Architectures et paysages


Le parcours « Architectures & paysages » à Mons-en-Barœul a été inauguré le mardi 20 mars 2018.

L’association Eugénies qui a participé à cette réalisation est heureuse de voir le patrimoine architectural reconnu dont celui de Gabriel Pagnerre avec 3 lieux identifiés : (5) Le Vert Cottage (8) La Villa St Luc (14) La rue Pasteur.



EUGENE GABRIEL PAGNERRE

Architecte né en 1874 à Petite-Synthe, décède à Paris en 1939. Adepte de l'Art Nouveau géométrique, proche des styles bruxellois et nancéen, son œuvre éclectique est très riche avec plusieurs centaines de constructions privées dans la région septentrionale. On lui doit aussi quelques bâtiments publics comme des écoles, un dispensaire, des bains-douches, des ateliers, des commerces et des cinémas. Successivement Secrétaire du Syndicat des Architectes Agréés du Nord de la France, puis Secrétaire du Syndicat Régional des Architectes, c'est à ce titre qu'il fera venir Le Corbusier à Lille en 1933. Il soutiendra la candidature de Robert Mallet-Stevens au poste de Directeur des Beaux Arts à Lille.



LE VERT COTTAGE

Cette maison familiale et aussi le deuxième cabinet d’architecture monsois de Gabriel Pagnerre qu’il construit en 1912 dans le style Arts and Crafts.
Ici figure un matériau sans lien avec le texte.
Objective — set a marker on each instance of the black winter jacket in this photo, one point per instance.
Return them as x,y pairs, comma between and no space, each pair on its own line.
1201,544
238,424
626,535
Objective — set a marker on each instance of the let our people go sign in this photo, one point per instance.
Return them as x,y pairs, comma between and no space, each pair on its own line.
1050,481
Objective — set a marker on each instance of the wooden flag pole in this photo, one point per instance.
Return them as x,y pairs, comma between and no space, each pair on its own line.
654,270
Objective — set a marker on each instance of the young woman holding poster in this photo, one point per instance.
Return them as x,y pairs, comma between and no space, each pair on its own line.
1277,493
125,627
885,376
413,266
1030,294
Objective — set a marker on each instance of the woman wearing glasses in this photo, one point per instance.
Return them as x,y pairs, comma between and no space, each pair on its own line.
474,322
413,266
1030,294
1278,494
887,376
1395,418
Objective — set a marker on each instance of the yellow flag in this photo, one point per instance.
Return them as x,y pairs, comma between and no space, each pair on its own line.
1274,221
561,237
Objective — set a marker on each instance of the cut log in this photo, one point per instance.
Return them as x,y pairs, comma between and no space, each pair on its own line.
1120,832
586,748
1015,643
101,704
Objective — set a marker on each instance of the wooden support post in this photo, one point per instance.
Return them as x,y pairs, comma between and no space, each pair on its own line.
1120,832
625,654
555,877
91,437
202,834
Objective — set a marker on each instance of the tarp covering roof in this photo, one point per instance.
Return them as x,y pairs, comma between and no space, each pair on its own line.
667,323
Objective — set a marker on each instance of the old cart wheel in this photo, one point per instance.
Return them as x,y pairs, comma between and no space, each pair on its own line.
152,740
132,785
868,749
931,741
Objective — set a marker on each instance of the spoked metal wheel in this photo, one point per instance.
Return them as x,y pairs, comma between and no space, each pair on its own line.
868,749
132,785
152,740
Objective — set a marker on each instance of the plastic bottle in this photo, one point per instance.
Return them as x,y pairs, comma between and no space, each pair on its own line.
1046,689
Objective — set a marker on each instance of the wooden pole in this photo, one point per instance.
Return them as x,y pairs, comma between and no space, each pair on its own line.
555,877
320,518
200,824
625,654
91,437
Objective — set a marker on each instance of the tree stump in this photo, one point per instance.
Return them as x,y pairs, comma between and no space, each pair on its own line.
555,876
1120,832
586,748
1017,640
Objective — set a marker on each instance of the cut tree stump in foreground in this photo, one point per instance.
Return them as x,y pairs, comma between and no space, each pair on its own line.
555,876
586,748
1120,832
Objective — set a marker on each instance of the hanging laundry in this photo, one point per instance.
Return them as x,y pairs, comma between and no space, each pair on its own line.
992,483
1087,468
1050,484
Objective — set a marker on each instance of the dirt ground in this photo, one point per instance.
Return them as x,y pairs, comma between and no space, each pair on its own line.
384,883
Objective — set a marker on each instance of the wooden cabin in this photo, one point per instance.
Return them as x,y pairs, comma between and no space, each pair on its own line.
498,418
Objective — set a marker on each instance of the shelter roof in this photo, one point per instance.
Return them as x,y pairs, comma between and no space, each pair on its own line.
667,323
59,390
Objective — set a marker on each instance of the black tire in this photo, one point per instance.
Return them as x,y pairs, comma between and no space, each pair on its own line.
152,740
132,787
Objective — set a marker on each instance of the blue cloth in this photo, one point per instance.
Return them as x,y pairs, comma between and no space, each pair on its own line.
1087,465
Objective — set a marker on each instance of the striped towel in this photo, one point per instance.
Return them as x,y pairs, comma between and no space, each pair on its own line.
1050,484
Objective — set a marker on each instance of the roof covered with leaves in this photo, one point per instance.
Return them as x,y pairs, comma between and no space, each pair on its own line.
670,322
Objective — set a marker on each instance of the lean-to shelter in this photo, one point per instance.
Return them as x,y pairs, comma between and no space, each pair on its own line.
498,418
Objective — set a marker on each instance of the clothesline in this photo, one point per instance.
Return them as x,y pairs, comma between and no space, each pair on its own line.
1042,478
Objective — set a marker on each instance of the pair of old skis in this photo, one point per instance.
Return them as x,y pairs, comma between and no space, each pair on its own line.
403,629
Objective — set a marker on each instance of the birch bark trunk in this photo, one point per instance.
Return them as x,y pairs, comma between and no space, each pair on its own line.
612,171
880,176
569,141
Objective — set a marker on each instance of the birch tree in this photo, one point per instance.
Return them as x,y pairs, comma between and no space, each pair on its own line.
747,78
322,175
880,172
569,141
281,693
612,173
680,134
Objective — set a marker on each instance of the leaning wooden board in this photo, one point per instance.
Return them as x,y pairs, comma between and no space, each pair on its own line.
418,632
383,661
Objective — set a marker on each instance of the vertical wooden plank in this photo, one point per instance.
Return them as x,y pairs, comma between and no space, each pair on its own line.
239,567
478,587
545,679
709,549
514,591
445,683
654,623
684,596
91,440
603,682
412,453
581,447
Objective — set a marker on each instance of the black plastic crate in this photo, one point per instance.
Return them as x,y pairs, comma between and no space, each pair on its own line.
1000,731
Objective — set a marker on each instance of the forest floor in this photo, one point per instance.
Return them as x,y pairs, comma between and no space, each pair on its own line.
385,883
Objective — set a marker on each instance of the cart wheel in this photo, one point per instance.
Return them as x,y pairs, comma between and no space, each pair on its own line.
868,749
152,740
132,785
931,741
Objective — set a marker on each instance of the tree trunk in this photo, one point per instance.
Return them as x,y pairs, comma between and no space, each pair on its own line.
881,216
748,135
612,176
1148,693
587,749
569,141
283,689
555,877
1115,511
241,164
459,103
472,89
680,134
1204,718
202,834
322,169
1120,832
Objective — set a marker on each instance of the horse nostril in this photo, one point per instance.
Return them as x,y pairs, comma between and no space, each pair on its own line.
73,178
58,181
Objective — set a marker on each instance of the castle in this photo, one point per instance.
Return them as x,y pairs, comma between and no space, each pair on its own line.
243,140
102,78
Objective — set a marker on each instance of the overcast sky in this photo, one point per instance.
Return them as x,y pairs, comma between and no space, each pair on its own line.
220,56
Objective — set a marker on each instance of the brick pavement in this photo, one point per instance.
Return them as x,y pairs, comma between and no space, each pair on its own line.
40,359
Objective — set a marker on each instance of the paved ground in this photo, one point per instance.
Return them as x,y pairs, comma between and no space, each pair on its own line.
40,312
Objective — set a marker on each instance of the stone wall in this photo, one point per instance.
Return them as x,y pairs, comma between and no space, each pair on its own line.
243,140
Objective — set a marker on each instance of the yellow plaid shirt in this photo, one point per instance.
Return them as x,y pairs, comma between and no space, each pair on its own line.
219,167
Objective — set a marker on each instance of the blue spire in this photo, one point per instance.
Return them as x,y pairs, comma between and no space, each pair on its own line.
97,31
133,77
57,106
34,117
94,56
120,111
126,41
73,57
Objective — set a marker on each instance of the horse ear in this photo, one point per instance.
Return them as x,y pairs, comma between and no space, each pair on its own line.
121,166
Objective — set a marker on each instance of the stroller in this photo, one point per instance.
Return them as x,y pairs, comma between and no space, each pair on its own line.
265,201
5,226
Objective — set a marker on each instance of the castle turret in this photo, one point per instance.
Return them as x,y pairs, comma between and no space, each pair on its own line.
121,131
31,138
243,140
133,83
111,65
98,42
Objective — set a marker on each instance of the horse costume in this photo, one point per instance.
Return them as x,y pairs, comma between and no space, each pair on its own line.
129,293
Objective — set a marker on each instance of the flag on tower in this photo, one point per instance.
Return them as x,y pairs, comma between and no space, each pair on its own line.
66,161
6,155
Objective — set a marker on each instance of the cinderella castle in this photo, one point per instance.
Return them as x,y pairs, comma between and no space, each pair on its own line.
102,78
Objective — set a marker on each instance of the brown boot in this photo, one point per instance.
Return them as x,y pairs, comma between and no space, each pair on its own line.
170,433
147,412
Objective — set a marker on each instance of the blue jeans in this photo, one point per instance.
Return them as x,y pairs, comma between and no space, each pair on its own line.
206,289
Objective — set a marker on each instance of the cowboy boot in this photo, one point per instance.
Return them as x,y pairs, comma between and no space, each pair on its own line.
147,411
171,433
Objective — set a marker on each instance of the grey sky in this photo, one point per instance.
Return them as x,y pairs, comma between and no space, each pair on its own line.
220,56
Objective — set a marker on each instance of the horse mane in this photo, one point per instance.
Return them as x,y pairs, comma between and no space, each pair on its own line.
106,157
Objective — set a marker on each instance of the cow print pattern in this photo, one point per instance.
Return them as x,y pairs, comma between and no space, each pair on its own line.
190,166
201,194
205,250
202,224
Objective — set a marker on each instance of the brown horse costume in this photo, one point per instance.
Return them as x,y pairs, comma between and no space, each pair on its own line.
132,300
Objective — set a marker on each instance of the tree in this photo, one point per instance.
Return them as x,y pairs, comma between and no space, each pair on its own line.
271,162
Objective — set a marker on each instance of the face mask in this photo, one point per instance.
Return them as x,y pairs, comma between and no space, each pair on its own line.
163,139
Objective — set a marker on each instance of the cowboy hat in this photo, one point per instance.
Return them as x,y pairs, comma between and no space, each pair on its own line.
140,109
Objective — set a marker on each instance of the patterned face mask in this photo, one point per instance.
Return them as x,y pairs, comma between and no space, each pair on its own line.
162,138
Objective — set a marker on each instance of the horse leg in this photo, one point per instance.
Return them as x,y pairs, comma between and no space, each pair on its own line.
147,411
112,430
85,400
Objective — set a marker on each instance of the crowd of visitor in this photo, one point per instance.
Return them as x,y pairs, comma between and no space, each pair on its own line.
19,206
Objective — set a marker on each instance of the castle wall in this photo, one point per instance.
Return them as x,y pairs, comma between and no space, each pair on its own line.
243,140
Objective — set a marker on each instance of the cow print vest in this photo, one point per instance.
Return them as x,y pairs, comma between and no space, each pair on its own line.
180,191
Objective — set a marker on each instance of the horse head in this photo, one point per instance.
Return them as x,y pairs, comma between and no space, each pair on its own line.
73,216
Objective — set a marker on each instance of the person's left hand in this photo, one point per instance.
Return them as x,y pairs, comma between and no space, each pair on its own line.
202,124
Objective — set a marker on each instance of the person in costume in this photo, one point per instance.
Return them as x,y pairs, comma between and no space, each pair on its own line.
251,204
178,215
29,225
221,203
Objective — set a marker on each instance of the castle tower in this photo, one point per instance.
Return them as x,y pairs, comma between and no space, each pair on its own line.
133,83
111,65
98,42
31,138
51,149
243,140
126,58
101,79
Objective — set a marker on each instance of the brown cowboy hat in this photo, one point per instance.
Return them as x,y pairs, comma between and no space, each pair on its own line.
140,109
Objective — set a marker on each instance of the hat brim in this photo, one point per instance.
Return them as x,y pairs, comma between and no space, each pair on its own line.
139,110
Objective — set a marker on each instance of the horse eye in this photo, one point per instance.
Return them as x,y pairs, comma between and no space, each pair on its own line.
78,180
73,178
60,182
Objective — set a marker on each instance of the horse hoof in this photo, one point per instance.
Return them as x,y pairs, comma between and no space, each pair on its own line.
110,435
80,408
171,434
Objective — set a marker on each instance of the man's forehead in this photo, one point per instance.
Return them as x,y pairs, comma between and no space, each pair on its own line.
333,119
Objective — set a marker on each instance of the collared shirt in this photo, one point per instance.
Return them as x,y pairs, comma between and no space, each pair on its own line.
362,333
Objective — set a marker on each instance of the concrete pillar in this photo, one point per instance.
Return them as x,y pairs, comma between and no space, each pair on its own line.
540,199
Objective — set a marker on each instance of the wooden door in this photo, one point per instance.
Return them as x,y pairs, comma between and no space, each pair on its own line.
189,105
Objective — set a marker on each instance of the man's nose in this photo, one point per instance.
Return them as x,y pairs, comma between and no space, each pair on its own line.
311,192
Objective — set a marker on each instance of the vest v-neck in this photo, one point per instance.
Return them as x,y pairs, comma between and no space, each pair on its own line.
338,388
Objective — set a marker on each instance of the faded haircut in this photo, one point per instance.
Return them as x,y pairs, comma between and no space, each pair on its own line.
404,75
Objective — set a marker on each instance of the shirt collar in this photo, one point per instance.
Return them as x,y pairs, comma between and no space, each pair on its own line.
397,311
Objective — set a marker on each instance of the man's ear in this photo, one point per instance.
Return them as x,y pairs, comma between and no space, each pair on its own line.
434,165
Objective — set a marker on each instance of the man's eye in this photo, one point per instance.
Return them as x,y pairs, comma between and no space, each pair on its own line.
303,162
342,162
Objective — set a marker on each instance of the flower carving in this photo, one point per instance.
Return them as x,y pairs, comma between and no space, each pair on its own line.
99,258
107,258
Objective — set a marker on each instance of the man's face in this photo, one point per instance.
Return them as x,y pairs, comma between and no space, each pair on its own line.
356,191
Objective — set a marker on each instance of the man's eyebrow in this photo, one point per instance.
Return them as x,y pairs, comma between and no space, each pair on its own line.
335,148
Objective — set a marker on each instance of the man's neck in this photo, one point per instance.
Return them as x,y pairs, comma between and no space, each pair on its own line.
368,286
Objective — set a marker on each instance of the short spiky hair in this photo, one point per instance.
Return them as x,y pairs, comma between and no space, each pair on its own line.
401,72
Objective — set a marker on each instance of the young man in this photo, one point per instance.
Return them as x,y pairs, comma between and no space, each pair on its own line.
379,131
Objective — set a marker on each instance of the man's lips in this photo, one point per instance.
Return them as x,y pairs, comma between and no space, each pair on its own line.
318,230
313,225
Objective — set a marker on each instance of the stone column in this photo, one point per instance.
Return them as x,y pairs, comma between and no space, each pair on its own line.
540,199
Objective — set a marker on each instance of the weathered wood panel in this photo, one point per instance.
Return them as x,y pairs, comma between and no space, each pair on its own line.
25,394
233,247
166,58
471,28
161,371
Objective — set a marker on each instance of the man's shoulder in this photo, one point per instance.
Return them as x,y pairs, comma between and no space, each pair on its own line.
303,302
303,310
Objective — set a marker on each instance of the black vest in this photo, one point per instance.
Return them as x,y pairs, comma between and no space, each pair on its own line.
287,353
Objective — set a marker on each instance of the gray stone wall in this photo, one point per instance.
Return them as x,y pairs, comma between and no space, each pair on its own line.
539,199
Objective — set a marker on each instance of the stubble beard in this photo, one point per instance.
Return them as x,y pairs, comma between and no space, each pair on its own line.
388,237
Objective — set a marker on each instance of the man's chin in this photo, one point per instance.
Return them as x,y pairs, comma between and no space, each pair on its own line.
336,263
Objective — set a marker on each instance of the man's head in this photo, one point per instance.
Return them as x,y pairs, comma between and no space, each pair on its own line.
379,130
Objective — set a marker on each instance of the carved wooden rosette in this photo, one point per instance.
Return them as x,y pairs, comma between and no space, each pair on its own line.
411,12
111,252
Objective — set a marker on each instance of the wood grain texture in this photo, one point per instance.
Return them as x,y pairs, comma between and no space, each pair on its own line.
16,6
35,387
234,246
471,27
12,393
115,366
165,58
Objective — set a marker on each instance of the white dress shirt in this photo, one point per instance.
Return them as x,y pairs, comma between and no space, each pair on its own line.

On retrouve l’influence franc-maçonnique dans de nombreux éléments décoratifs triples.
Elle est réalisée en béton armé et parpaings en mâchefer, matériaux innovants à l’époque. Des pavés de verre, au décor stylisé, réalisent des puits de lumière qui éclairent la Villa entre rez-de-chaussée et étage.
C’est une œuvre totale. L’architecte y dessine également le mobilier et les vitraux. Ceux-ci, colorés, au décor épuré et parfois moderne, apportent de superbes clartés à cet intérieur cosy, en privilégiant les tons chauds.
Elle joue ainsi le rôle de vitrine et de lieu de réception de la clientèle.





VILLA SAINT LUC

Cette villa (n° 202) et sa voisine (n° 200) sont typique de l’Art déco géométrique bruxellois qui s’oppose au style floral parisien de Guimard. La construction en recul permet de s’affranchir des règles d’urbanisme et de jouer sur les volumes de la façade. Les balcons ou le bow-window en sont les marques les plus évidentes. Vitraux, céramiques et briques vernissées apportent des touches colorées. De nombreux éléments à base triple, comme les petits bois des fenêtres ponctuent ces deux réalisations. Gabriel Pagnerre s’évertue à faire oublier les toitures.





RUE PASTEUR

Au début de cette rue, au n° 18, figure la seule façade portant la double signature de Gabriel Pagnerre et de Louis Lucien, son père, témoin d’une collaboration de début de carrière (1903).  La seconde partie de la rue est caractérisée par des alignements de maisons, réalisées de 1920 à 1925, dans l’esprit précurseur des HBM (Habitation Bon Marché) de la Loi Loucheur (1927). Ces bâtisses construites en retrait avec des jardinets, reprennent une idée chère à l’architecte qui recherche l’agrément visuel autant pour le propriétaire que pour le passant. Sur une base intérieure commune, elles sont cependant déclinées avec des variantes de façades. Sa première réalisation, moderniste et cubique, qui date de 1925, est visible au n° 74.